Running a vending machine business can be a lucrative and exciting opportunity for entrepreneurs. Getting a vending business started usually has lower costs than conventional businesses. All you need to do is buy the machines and supply the products. However, like real estate, location is everything. You will need to find high traffic locations for your vending machines such as beauty parlors, tattoo retailers and large car dealerships.

Things You Will Need
  • Yellow Pages phone book

  • Notebook

  • Pen

  • Phone

  • Car

  • Contractual agreement

  • Vending machines

  • Products (Snacks, drinks, other items)

  • Truck or hauling unit

Get your local Yellow Pages phone book. Go through the headings and mark some of the high traffic businesses where you can potentially place your vending machines. Stay within a 15-to 20-minute radius of your home.

Get out a notebook and pen. Start calling these businesses. Ask them if they have vending machines at their sites. If not, tell them about your machines. If they are interested, make an appointment to visit their location. Continue calling businesses until you have an ample number of businesses in which to place your vending machines.

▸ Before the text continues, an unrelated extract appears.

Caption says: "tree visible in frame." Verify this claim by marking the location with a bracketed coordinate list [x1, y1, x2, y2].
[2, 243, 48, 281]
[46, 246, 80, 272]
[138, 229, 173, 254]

Visit the business locations. Work out an agreement where you pay them a set fee or percentage of your sales. (See Resource 1.). Keep the percentage at 10% to 15% or under. Have them sign a contract that covers their commission or fee, then tell them when the vending machine will be delivered.

Continue visiting your list of businesses until you have enough locations secured for the number of vending machines you own. Apprise these businesses of the delivery date. Make sure you write down the owner's name and phone number and keep these numbers available in your car or cell phone.

Rent a truck or hauling unit. Get assistance if needed for the delivery. Deliver the vending machines to the businesses with the products. Tell the business owners which day you will return to restock their machines.


Do not always volunteer to pay a business for allowing you to place your machines, especially if they are eager to have one. Use your persuasive skills. Work out the best deal possible. If a business wants too much, walk out. You can also use a professional locating service, but make sure the locator has experience. Also, go around with the locator when he selects locations. Make sure you are satisfied with all locations he selects. (See Resource 2.)


Do not allow the vending company from which you bought the machines to secure your locations to avoid potential scam artists. Also, stay away from high crime areas where theft may be an issue.